Italy's FIGC (Federazione Italiana Giuoco Calcio) elects a president on Monday 22 June, a clean two-horse race after ANAC (Italy's anti-corruption authority) cleared Giovanni Malago on 18 June . Malago carries Serie A backing and roughly 18% of delegates; Giancarlo Abete, the Lega Dilettanti (amateur leagues) candidate, holds about 34%. The vote proceeds without the legal cloud that hung over it after ANAC missed an earlier eligibility deadline .

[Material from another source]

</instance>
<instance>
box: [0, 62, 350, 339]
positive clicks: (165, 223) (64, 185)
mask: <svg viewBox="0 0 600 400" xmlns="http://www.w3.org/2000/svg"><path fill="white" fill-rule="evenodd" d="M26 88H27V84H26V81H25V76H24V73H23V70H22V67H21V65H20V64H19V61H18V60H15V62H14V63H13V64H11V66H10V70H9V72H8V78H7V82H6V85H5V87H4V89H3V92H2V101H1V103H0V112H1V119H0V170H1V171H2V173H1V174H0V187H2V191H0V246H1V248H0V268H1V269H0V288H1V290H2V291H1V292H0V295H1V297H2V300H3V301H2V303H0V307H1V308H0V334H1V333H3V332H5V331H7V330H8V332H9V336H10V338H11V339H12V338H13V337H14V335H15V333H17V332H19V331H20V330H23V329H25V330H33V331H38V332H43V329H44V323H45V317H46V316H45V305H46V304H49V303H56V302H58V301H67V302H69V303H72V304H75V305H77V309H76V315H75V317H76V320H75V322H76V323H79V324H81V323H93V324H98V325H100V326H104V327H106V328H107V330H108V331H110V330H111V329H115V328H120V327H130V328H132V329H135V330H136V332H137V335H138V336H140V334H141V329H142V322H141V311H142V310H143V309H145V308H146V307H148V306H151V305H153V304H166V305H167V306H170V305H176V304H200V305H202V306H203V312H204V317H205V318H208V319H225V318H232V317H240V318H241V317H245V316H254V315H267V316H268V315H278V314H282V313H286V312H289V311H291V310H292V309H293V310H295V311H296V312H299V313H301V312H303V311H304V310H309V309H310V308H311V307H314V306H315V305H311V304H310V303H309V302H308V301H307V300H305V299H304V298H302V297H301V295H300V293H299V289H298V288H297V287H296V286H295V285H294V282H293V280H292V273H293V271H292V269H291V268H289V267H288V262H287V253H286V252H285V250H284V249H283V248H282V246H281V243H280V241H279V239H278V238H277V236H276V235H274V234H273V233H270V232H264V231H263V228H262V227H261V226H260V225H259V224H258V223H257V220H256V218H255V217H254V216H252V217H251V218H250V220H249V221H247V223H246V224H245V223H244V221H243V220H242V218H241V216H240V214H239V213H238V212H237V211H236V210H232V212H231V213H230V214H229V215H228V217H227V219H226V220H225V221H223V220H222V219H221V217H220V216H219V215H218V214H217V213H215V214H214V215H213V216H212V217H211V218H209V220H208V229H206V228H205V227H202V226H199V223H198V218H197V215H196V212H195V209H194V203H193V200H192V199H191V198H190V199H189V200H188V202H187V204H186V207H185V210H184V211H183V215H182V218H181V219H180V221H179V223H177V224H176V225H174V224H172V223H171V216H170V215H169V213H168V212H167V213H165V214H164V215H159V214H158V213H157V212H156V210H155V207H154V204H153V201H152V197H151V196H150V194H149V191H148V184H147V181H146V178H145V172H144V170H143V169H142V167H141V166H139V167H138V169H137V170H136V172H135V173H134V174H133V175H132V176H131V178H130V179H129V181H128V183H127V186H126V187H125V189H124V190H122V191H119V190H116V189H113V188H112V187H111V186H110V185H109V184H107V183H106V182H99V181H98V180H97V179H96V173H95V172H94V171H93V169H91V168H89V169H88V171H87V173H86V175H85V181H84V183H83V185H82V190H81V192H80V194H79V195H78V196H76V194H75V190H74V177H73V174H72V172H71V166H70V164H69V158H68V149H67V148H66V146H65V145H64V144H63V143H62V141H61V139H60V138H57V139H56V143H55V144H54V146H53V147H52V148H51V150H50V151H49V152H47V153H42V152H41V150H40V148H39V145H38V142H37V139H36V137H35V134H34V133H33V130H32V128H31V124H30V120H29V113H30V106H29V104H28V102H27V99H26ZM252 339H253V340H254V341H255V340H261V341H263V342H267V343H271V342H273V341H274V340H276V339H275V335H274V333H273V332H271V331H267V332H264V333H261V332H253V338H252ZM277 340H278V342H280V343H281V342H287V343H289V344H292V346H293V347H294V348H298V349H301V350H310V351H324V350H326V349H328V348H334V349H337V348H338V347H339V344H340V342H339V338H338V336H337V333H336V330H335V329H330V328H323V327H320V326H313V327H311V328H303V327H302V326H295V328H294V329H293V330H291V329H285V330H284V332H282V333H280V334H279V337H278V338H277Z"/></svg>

The winner inherits a documented EUR5.5 billion club-debt file, which makes the first task legislative rather than sporting. Three reforms all need parliament: reinstatement of the Growth Decree tax break for signing young Italians, repeal of the 2018 gambling-advertising ban, and a 1% levy on betting turnover earmarked for football. None can be enacted by federation vote.
That is the mechanism behind the candidate field. A FIGC president can set national-team policy and run the leagues, but cannot legislate, so the debt file can only move through laws the new president lobbies for rather than passes. The clubs backed Malago, a former CONI head with cross-bench access, over a former-player candidate because the job that matters is in parliament, not the dressing room. The presidency is decided in a hall in Rome; the file it inherits is decided across the Tiber.